Ancient symbols in classical art are incredibly nuanced. In Michelangelo’s Pietà, for instance, Mary Magdalene’s hand never actually touches Christ. Artists across different periods have collectively constructed this subtle sense of spatial tension—not merely as a matter of technique, but as a reflection of their era’s mindset. These expressions reveal a disassembly of meaning and an atmospheric strangeness born from the gaps between signs. I find that fascinating.

At times, the meaning embedded in the original work resonates with the concepts I want to express, or aligns with the client’s brief—such as in Queer Mafia (流鶯氓匪) and Ezra (以斯拉). That’s why I choose to incorporate it. I’m not opposed to using local references either, but the lack of open access to historical archives in Taiwan does place limits on creative possibilities.
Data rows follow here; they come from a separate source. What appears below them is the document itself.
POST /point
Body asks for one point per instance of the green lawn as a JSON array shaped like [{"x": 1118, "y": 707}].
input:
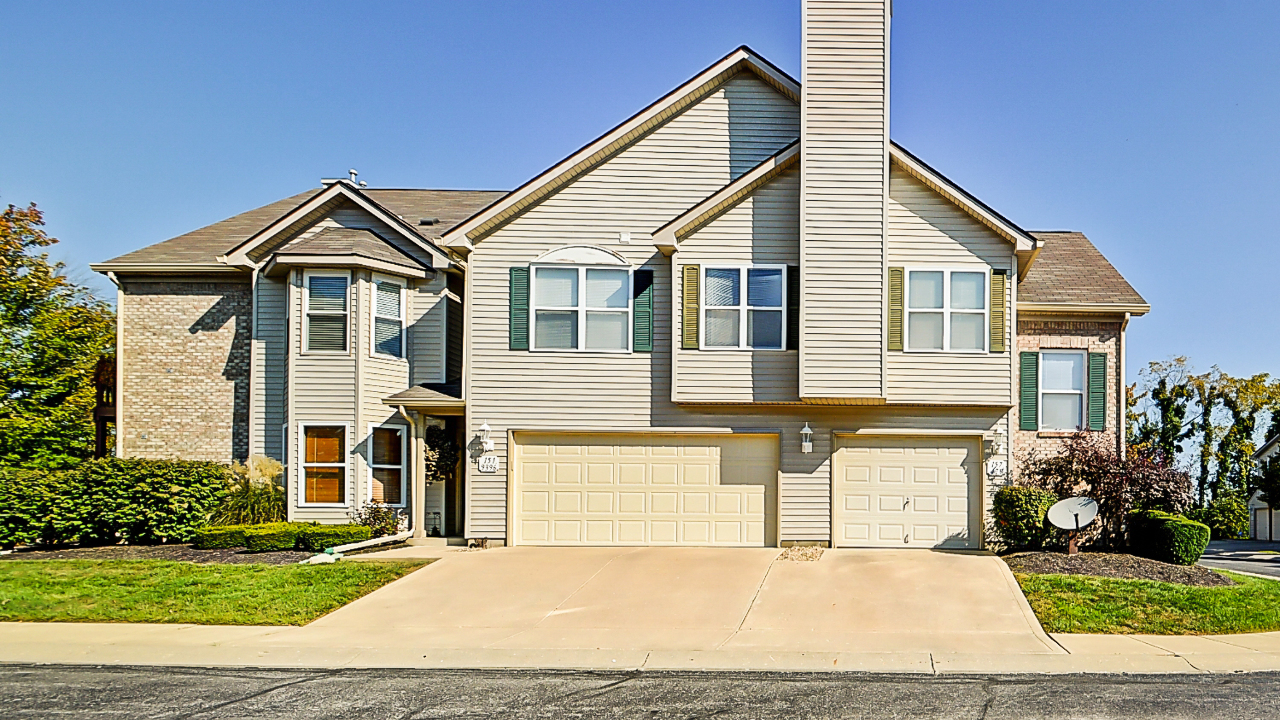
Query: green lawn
[
  {"x": 160, "y": 591},
  {"x": 1082, "y": 604}
]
PENG Hsing-Kai Sampling originally came from music, but we’ve translated it into a way of reclaiming the value of imagery. For instance, Hingston Studio’s Cocoa Sugar reinterpreted Waldemar Świerzy’s Nocny Kowboj, and the image’s life carries on. Art reflects the collective obsessions of its time. Visual archives carry a kind of temporal spiral—some symbols can transcend eras, others are locked in a specific time. These cross-temporal exchanges help form a kind of group will among creators, and maybe that’s the most beautiful thing about being human.